5. Your hard work and excellence is done with pure motives. You are not worried about climbing the ladder or impressing anyone.

6. We is much more important than me. If I win, the team wins. If the team wins, I win.

7. You are willing and motivated to improve daily. Getting better at what you do is not a choice, it’s a requirement.

8. You maintain a high standard of excellence because the team/organization/brand demands it. You don’t want to let anyone else down on the team.

9. The vision compels you to greatness. Not the opposite- “your greatness compelling the vision.” Many leaders get this backwards.

10. Your intentions and goals are clear. I know what I’m getting, and I’m never concerned about any alterior motives.

11. You are trustworthy. 100%. Always with no exceptions. I know I can count on you.

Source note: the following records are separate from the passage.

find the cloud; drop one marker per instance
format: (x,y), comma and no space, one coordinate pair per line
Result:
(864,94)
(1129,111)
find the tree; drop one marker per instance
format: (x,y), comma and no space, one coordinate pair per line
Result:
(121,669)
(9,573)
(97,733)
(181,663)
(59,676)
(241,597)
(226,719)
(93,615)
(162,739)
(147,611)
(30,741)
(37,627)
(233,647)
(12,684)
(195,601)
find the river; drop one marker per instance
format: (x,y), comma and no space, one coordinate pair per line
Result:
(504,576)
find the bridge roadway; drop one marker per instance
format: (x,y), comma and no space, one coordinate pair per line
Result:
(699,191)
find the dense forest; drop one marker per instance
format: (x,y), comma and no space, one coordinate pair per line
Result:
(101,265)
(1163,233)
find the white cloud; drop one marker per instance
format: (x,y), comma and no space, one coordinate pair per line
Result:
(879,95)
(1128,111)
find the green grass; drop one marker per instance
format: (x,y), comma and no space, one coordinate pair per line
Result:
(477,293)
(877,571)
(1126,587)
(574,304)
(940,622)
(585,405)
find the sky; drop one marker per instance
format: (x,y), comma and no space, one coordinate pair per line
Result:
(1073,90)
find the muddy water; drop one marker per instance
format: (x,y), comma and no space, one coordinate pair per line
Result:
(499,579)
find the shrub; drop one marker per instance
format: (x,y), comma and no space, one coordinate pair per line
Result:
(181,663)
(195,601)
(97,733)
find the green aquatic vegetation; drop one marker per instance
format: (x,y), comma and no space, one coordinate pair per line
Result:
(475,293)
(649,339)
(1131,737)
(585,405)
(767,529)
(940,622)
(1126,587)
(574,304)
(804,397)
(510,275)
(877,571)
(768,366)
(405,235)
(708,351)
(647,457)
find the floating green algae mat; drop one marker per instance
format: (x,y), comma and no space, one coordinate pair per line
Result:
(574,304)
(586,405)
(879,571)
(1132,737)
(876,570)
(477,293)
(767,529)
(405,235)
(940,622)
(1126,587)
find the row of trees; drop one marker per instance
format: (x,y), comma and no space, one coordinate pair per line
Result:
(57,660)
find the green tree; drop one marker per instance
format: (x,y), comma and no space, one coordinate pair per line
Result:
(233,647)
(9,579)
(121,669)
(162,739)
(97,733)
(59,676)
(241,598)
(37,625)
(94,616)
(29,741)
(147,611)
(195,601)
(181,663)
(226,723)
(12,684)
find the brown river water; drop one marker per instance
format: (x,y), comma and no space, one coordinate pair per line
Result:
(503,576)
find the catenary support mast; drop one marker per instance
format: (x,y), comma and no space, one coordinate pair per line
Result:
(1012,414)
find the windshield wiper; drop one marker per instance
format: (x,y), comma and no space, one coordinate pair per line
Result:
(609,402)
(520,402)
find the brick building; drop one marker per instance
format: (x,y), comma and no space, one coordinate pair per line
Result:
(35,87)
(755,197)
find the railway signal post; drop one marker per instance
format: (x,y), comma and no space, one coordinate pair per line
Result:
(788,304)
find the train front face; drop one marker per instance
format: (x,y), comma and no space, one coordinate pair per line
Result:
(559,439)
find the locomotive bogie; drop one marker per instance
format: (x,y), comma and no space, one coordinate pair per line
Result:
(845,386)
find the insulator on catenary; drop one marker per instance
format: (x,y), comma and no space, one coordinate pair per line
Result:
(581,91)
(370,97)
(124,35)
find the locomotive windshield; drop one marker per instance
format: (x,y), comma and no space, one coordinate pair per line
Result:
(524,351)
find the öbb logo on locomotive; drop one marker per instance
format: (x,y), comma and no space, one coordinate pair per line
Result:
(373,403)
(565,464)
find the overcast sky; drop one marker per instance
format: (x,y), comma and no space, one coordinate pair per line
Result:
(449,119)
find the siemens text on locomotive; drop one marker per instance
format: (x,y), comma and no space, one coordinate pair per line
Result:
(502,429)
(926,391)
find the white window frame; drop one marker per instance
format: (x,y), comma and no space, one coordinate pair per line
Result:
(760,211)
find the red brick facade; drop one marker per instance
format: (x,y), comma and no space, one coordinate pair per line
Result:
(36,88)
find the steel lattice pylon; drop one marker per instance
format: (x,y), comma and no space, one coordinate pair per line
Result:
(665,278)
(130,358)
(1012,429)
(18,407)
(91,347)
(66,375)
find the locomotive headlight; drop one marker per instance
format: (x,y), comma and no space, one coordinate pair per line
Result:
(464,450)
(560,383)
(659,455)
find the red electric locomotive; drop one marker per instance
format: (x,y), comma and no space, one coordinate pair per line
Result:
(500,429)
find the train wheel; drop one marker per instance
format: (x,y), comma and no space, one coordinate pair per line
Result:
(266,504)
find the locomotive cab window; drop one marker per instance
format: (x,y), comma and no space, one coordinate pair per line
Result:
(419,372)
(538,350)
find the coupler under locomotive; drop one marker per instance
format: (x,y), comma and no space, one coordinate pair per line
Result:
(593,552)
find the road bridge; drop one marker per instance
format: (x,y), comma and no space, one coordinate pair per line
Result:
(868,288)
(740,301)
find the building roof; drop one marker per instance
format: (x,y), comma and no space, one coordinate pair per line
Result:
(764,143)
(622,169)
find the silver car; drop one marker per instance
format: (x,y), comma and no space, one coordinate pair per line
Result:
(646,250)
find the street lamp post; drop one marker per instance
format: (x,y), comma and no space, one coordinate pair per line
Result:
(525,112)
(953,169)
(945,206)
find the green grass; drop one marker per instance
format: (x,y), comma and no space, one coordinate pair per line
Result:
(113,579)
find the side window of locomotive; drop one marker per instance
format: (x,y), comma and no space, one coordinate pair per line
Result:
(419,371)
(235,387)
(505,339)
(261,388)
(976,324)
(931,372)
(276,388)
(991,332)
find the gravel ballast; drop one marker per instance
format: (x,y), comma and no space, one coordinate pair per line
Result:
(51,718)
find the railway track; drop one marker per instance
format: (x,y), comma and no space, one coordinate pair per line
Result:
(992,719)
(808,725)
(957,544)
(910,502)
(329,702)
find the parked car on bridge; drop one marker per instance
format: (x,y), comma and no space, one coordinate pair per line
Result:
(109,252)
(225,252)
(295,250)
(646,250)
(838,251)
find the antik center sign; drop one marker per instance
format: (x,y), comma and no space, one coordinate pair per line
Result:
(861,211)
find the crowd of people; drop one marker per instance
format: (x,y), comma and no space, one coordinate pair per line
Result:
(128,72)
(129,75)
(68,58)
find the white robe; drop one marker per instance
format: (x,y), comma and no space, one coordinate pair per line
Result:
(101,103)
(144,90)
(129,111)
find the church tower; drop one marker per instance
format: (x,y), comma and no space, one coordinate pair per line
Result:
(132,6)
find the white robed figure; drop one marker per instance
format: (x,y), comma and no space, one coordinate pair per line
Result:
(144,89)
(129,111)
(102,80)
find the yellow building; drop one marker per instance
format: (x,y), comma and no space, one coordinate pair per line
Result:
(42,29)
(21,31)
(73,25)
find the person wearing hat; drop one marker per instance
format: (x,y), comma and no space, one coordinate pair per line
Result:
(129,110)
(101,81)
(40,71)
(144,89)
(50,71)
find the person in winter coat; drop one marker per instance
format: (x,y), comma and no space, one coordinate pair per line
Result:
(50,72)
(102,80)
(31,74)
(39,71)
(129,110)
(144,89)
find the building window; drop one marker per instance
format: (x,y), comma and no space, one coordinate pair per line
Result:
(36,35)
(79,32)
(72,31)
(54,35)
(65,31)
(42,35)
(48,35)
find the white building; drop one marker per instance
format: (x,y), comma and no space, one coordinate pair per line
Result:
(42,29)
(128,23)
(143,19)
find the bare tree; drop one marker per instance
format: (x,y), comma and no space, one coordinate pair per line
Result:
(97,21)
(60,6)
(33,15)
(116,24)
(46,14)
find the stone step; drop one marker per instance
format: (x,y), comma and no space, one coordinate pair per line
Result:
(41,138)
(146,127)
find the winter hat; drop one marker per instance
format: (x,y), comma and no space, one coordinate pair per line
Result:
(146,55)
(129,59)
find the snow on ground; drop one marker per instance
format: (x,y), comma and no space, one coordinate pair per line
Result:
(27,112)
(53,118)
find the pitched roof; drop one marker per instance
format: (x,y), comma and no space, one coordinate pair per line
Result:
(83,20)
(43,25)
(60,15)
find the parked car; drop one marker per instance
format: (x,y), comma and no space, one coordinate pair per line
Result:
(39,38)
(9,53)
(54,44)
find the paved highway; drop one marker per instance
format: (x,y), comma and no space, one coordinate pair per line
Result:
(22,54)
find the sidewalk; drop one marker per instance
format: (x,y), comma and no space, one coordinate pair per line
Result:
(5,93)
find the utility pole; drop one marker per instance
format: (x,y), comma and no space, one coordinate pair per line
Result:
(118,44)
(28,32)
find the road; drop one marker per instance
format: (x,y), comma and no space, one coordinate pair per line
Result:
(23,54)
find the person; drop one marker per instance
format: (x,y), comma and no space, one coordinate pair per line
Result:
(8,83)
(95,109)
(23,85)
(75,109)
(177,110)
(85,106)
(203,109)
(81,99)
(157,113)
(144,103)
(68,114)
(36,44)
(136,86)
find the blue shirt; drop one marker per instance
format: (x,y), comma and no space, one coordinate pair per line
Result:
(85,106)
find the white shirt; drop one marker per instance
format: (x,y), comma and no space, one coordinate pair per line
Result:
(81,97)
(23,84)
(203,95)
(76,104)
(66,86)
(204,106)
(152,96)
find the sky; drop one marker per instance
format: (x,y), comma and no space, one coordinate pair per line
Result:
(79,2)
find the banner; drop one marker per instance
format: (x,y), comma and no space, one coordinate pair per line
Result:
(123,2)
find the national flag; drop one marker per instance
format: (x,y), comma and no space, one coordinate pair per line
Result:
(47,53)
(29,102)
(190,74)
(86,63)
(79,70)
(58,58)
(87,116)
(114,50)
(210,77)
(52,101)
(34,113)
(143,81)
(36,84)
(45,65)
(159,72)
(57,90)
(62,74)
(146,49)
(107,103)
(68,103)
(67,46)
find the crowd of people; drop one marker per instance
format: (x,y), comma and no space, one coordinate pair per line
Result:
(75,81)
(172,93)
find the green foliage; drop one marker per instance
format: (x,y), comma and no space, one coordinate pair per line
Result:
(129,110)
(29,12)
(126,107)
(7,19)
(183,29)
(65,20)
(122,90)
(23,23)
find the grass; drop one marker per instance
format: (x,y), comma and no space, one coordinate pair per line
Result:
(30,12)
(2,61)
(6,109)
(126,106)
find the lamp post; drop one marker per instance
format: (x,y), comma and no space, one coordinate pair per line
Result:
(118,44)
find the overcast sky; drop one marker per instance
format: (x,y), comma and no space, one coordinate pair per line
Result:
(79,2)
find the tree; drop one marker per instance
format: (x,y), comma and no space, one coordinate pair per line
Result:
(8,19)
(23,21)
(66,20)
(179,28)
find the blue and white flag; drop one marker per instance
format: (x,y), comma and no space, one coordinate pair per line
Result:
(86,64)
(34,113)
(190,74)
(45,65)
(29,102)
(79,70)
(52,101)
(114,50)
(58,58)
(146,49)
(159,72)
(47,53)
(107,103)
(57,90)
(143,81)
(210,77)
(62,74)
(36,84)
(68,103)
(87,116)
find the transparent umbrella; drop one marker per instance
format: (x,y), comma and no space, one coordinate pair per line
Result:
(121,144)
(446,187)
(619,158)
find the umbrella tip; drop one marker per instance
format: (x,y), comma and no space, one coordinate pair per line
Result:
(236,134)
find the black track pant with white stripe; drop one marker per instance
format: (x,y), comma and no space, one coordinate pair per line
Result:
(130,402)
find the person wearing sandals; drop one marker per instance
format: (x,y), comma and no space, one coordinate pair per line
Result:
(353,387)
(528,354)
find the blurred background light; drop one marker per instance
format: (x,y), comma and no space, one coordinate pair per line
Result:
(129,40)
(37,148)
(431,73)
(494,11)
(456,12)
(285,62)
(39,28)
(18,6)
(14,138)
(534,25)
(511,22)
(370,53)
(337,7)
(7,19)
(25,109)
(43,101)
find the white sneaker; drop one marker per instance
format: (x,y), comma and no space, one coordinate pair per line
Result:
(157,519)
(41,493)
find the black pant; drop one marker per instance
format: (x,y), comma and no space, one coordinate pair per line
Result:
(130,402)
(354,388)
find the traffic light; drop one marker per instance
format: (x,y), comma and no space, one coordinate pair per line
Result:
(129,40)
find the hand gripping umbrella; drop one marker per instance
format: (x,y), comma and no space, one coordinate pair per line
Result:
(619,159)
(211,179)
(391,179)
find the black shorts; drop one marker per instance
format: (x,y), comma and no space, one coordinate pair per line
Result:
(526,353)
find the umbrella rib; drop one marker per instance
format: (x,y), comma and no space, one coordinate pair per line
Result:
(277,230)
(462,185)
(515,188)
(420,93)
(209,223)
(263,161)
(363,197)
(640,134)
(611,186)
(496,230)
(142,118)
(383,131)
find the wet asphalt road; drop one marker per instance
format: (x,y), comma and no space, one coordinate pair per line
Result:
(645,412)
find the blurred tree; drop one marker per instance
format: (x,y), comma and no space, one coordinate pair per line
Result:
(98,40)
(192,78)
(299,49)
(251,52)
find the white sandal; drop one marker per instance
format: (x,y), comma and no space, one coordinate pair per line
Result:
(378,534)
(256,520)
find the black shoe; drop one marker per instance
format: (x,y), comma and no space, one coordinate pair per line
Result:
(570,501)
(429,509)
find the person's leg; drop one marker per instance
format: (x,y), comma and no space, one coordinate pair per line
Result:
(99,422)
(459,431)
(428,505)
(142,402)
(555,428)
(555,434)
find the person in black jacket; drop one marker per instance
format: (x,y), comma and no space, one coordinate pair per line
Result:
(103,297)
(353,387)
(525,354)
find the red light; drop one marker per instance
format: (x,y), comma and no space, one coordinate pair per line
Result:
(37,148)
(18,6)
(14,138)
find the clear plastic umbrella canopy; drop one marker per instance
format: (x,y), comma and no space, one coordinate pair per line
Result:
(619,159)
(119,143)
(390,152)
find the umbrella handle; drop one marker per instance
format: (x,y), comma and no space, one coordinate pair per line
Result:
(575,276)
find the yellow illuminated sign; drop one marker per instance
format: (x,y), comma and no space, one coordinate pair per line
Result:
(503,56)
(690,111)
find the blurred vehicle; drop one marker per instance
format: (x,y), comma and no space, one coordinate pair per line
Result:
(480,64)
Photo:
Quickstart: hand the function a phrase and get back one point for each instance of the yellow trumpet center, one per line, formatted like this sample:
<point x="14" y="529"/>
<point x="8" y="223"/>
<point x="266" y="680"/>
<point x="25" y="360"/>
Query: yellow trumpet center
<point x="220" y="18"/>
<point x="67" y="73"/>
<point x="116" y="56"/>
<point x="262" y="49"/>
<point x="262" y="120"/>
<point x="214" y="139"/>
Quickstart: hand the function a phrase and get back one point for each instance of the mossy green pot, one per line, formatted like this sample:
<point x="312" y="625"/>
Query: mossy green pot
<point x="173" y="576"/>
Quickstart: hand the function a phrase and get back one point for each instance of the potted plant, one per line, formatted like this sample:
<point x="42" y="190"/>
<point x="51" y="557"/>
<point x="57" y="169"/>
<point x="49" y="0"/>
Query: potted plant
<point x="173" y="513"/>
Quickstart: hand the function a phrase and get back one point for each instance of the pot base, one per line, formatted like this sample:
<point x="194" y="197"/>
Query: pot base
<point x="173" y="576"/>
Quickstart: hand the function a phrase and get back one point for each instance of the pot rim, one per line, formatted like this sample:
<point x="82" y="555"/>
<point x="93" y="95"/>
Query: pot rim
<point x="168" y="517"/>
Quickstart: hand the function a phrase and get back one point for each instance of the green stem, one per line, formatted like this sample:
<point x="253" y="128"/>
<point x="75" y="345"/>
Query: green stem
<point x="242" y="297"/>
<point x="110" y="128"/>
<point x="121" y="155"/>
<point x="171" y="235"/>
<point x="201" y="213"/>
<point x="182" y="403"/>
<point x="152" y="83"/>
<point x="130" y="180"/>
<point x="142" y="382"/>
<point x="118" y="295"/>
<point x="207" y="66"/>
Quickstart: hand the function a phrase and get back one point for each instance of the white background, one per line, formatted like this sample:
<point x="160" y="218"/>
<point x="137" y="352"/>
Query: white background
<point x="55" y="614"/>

12. Constant pursuit of the extraordinary, not ordinary. Constant pursuit of unusual, not usual. Constant pursuit of being the best, not average.

Comments

  1. Jeff says:

    Brad,
    What is your opinion on work life balance?
    Jeff

  2. Jason Vana says:

    Great list of the qualities of all-in leaders, Brad! It’s these kind of people I look for in my ministry. But I’ve seen, too, that leaders need reminding of the vision, purpose, and direction of the organization, as well as development and training, for them to stay all-in leaders.

  3. Scott Marean says:

    I can’t believe your first item is “you don’t look at the clock”. You need to go back and listen to Andy’s “choosing to cheat” series. ;-)

    Otherwise, the rest are fine. ;-) I’m particularly challenged by: Not the opposite- “your greatness compelling the vision.” I need to make sure I’m not guilty of that.

  4. Carl says:

    Brad-
    This is a great post! The sad thing: You realized the need to post this in the first place. “Back in the day”, these traits were the norm, not the exception. I hope all who read this forward this to a colleague who is lacking in some of these areas with the hope the recipient becomes an “all in” leader.

  5. Rebecca says:

    I’m the farthest thing in the world from a leader as a homeschooling mama, but. . .wow. This is a VERY motivational list for what makes a great mom/wife/homemaker, too. Also passing this on to my teenaged sons who have taken on leadership roles in their FIRST robotics group this past year.

  6. Corey says:

    I agree with Scott. Many pastor and lay leader families fall apart because of an inability to say “enough”. Also, most often I have seen the excellence mantra become a prideful, performance based model that relies too much on personal ability and charisma, trying to outdo other churches. How about a desire for holiness above success, truth above pragmatism and a desire to see where He is strong in our weaknesses. Some of these are just fine, but it’s a little too Matt Foley for me….

  7. Burns says:

    Rebecca, I would say you are very much a leader, and a very, very important one at that.